I was never sure of existence. There's something about the way I acted in school that makes me so different to other people around me, I still do. I think, I have time to breathe, I observe, I look around and take in what I see. Sometimes people are so self absorbed that they don't even notice the most obvious things, the things that are in fact right in front of their faces. There was a time in my life when I was in a midst of uncertainty. I was quite young, thirteen or fourteen, but soon after when I was fifteen and I thought I was sure of myself, my father passed away. I decided not to tell anyone because I knew that all I would get would be false sympathy, no one knew him like I did and no one had him like I had known him. I never even told Ron or Harry, they're my best friends and we're supposed to tell each other everything but there are some things I cannot muster to say. Sometimes I think people will judge me if I tell them. I throw myself into books and essays because I have nothing else to throw my energy into. I knew that once he'd gone, I knew who I was. I never wanted to do anything with my life except fade away into the background, and I never realised what I wanted. Until that one day when I realised I was totally, hopelessly and head over heels in love with Ron Weasley.

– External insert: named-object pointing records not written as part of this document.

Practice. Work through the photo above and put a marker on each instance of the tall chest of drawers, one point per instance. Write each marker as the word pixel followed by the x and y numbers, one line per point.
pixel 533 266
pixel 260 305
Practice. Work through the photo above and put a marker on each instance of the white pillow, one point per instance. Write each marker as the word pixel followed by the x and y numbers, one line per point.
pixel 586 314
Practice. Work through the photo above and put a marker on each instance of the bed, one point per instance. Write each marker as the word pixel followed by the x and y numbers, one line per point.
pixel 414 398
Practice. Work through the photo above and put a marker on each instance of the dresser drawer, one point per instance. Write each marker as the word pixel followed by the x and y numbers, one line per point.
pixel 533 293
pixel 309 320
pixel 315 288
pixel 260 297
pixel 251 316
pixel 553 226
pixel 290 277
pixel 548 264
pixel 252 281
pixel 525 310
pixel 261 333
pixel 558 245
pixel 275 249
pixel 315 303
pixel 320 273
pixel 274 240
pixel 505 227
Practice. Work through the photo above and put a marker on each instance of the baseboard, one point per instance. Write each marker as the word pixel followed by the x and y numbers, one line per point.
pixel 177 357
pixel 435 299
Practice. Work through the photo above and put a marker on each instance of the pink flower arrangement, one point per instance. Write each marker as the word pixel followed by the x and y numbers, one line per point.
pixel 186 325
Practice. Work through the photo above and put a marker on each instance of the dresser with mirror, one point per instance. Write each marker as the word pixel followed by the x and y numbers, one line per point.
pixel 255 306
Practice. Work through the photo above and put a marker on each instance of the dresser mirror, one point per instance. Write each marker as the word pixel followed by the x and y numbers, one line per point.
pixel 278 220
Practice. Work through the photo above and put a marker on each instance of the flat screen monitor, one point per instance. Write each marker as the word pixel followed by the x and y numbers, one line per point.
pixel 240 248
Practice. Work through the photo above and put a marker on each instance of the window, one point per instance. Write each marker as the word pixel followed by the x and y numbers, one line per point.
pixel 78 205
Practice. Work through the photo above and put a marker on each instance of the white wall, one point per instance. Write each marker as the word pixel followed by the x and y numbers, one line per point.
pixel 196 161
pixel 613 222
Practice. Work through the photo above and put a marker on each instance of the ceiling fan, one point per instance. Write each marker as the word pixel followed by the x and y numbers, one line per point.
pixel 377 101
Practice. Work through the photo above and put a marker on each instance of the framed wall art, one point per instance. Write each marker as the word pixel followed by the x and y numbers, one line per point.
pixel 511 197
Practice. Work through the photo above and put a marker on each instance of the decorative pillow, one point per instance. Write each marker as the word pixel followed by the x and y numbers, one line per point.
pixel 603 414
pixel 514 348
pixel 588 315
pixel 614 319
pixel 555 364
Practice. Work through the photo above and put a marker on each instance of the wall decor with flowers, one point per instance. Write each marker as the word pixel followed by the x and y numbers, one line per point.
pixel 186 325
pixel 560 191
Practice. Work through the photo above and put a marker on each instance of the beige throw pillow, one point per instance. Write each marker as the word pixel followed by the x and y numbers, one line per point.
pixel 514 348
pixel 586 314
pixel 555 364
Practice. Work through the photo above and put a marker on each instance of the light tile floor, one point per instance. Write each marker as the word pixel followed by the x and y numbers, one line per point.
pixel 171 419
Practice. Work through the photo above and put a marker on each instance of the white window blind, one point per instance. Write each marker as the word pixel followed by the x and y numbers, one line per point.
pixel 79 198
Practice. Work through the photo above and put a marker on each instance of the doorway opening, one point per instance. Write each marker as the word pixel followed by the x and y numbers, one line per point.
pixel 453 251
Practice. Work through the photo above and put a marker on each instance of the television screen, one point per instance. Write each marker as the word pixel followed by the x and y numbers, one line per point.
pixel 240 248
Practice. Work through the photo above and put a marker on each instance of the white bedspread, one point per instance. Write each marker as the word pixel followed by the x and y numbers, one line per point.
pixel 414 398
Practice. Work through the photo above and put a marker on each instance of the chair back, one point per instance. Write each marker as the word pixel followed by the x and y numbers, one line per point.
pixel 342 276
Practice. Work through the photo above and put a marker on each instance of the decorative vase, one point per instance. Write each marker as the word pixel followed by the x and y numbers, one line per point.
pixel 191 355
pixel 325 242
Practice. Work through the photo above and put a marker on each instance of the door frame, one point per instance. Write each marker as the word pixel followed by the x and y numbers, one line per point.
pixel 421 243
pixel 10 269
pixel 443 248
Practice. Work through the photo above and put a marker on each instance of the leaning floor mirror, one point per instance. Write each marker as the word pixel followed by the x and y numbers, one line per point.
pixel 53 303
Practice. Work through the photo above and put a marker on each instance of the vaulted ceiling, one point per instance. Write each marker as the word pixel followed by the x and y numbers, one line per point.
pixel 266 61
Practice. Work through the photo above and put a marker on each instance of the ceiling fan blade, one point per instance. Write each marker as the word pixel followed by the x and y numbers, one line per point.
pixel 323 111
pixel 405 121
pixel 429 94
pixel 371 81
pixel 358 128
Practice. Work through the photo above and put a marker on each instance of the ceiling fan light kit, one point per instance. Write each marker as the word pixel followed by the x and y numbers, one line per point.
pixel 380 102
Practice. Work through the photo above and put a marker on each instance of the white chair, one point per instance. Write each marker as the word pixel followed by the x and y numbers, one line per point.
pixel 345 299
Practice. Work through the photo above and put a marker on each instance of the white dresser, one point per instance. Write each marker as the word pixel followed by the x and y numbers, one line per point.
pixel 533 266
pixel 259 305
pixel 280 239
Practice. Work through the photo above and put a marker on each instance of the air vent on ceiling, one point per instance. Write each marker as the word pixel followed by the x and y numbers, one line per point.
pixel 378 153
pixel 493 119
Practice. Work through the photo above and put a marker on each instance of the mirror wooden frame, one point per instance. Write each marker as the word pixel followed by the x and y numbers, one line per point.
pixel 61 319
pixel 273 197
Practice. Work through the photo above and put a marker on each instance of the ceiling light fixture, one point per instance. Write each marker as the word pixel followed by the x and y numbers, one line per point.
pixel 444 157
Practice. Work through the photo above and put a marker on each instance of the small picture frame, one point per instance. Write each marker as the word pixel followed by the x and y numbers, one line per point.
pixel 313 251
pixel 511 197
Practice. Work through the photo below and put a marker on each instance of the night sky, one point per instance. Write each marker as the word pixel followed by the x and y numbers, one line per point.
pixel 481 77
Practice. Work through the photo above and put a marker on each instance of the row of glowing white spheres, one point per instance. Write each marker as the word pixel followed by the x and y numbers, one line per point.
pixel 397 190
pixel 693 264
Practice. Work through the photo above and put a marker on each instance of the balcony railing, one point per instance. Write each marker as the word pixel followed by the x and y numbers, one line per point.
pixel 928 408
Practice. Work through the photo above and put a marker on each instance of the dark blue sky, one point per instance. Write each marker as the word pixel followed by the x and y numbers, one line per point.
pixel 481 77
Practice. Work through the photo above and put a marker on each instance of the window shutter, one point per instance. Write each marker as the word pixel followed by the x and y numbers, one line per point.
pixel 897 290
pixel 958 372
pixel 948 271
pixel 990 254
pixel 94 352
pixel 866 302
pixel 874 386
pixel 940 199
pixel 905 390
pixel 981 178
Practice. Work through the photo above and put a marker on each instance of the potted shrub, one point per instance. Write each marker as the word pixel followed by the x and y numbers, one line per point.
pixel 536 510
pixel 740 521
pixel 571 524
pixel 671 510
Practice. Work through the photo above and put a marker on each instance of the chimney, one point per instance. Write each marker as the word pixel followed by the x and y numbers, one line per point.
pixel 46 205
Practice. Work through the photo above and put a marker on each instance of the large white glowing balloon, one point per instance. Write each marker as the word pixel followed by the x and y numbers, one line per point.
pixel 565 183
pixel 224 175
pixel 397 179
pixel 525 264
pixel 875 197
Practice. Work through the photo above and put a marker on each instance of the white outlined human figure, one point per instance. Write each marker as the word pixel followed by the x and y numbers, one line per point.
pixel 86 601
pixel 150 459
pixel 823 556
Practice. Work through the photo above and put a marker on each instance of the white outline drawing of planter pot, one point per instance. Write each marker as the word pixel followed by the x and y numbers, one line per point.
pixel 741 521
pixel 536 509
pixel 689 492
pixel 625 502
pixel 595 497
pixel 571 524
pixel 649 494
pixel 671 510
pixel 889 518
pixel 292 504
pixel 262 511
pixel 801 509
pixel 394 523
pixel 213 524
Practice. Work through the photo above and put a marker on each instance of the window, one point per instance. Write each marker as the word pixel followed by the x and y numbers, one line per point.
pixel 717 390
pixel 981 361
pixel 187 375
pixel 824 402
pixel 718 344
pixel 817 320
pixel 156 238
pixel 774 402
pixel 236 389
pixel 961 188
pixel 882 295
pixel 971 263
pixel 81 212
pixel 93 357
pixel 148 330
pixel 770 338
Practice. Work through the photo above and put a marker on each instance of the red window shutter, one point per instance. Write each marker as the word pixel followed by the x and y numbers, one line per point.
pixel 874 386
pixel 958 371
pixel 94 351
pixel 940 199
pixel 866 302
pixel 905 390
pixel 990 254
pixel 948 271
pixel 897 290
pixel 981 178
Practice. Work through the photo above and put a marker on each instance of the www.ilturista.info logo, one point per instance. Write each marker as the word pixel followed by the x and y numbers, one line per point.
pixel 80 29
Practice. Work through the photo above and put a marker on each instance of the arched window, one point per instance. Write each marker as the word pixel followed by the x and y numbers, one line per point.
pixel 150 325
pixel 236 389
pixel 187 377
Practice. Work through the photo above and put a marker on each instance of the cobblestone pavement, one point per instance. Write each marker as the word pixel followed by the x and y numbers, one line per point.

Okay, I admit, I was stupid trying to make Ron jealous by using Cormac. I've never done that before and I only did it because I was so painfully hung up on Ron.
Ron was someone who I looked at and immediately felt safe with him; I strived to be around him. When we'd walk next to each other I would cry inside and almost reach out to hold his hand. My heart would beat ferociously and my breath would hitch in my throat, I could do it, I could do it this very second.And of course I wouldn't.
Ron and I had that painful kind of love, the love which ached in your body, a dull ache punching your organs and filling you up with cotton wool, numb to anyone but yourself.
I remember the day I first kissed him; I thought I was going to be sick, honest! Harry thinks it was when we were talking about house elves, before the Battle of Hogwarts. It was actually in the tent when Harry was fast asleep.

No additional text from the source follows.